Kemudian terkait sikap dalam menghadapi pengaruh teologi modern tersebut ialah kita seharusnya bersikap arif dan bijaksana. Dengan menganalisis dari apa yang telah terjadi dalam upaya penghayatan masyarakat tentang ketuhanan. masing-masing kedua paham tersebut haruslah ditealaah secara mendalam agar tidak terjadi sebuah kesalahpahaman dan untuk meminimalisir terjadinya sebuah konflik. Sebagai sebuah pandangan yang mempunyai landasan epistemologis yang dapat dipertanggung jawabkan maka sudah selayaknya tidak perlu untuk dipermasalahkan.  Perlu diketahui juga bahwa sebuah pemahaman tidak lahir dalam realitas yang kosong artinya ia hadir akibat dari refleksi dari keadaan sosio-budaya disekitarnya.

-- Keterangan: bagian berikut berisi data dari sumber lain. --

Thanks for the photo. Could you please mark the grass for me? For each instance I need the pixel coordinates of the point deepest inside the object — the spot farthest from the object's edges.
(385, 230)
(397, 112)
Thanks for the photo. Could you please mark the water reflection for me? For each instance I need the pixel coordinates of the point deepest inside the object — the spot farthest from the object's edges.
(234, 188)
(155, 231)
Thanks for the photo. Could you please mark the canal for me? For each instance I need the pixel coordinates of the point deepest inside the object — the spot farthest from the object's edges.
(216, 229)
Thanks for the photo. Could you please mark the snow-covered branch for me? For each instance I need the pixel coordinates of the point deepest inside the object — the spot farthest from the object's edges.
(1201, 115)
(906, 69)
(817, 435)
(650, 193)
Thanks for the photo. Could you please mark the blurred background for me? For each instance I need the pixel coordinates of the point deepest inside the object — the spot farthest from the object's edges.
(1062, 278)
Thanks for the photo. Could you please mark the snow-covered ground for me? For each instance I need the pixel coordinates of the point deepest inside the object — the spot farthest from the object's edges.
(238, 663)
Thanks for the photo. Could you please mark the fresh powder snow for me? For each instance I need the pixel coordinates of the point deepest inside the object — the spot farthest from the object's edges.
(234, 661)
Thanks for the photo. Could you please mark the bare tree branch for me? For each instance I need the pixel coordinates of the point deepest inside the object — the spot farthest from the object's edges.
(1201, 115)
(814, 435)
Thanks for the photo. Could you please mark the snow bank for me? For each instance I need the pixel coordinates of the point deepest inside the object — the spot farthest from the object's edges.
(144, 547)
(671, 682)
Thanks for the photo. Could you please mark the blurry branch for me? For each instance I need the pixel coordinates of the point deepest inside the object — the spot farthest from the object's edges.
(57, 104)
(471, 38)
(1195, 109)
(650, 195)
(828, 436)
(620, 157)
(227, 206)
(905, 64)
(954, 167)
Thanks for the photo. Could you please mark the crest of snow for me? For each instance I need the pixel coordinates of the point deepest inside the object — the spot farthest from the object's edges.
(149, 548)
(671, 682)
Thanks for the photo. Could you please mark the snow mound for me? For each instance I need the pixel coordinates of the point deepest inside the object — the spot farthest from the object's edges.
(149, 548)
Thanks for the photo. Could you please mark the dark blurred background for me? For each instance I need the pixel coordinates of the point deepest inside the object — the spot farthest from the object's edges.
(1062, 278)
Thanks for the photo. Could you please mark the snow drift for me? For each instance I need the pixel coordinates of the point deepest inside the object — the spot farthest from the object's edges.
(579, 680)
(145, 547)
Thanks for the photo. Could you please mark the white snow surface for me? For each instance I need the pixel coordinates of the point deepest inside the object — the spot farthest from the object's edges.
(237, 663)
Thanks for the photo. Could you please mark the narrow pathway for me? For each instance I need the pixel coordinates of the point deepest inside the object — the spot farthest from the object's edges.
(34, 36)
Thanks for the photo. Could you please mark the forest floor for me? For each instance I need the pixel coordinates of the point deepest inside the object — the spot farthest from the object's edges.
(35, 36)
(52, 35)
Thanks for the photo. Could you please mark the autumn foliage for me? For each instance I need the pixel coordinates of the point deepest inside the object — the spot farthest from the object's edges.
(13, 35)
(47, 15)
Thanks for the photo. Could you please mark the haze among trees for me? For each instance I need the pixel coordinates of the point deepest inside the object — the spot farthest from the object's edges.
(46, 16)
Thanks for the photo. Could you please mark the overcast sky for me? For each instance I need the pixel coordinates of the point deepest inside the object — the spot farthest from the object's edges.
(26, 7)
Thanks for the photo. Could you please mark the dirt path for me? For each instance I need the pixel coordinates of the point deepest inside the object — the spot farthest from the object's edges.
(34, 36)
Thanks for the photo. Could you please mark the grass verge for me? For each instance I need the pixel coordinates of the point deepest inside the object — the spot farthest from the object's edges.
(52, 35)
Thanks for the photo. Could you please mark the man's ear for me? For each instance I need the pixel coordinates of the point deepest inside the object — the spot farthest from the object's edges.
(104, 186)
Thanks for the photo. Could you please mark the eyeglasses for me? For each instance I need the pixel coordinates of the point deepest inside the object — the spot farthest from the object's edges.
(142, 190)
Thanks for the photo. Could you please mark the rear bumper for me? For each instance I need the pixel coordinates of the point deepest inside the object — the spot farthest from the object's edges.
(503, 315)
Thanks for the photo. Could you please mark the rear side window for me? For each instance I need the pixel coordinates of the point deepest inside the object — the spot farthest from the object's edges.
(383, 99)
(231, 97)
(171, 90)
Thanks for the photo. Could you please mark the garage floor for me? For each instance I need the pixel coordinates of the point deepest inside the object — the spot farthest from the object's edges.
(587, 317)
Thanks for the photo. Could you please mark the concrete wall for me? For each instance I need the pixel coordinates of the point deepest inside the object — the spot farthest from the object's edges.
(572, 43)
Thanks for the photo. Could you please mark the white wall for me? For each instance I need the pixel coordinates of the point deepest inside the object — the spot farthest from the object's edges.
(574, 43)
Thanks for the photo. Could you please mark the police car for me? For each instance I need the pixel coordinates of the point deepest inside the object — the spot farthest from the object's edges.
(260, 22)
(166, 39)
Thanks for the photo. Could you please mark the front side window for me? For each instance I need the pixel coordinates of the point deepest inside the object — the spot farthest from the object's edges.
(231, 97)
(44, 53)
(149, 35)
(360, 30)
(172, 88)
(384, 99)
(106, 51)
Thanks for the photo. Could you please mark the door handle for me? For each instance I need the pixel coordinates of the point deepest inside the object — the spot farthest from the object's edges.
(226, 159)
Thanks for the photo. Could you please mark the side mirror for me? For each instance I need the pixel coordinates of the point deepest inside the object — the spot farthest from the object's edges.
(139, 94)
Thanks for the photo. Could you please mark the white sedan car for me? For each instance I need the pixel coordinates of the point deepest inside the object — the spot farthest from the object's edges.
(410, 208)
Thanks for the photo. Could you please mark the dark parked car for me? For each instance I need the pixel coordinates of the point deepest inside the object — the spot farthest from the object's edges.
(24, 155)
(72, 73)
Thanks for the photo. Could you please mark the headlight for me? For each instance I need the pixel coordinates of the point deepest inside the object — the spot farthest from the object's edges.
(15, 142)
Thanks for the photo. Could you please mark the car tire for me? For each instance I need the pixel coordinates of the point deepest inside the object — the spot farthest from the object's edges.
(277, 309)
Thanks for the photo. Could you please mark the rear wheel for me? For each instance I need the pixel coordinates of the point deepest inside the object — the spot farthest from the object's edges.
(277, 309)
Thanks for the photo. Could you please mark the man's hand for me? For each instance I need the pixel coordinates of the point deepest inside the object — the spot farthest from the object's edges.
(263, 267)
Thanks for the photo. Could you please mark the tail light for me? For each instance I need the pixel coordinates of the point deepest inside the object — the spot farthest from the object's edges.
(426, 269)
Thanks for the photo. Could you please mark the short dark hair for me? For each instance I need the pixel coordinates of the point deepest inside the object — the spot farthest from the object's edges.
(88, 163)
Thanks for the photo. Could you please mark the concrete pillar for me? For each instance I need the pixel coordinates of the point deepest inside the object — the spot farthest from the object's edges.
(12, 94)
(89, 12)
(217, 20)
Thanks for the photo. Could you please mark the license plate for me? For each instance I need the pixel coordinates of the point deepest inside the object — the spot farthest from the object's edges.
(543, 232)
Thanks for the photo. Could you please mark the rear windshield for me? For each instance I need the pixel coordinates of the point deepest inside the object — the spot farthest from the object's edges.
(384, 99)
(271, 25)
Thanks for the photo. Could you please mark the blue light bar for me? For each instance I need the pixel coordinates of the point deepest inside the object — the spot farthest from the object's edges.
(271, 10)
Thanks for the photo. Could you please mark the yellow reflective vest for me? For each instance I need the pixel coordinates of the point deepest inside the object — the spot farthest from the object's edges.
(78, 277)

Maka tidak perlu untuk dipermasalahkan secara terus menerus. Mengingat antara faham transendensi dengan imanensi saling bertolak belakang. Namun juga tidak menutup kemungkinan adanya titik temu antar keduanya.
 
 
 
 
 
 
 
 
 



[1] M. Amin Abdullah, Falsafah Kalam di Era Posmodenisme, (Yogyakarta: Pustaka Pelajar, 1995) , 42.

[2] Suseno, F.Magnis. Menalar Tuhan, (Yogyakarta: Kanisius, 2006), 192.

[3] Abdullah Khozin Afandi, Fenomenologi: Pemahaman terhadap pikiran-pikiran Edmund Husserl (Surabaya: eLKAF, 2007), 37-40

[4] Asmoro Achmadi, Filsafat Umum, (Jakarta: PT Raja Grafindo Persada, 2012), 127.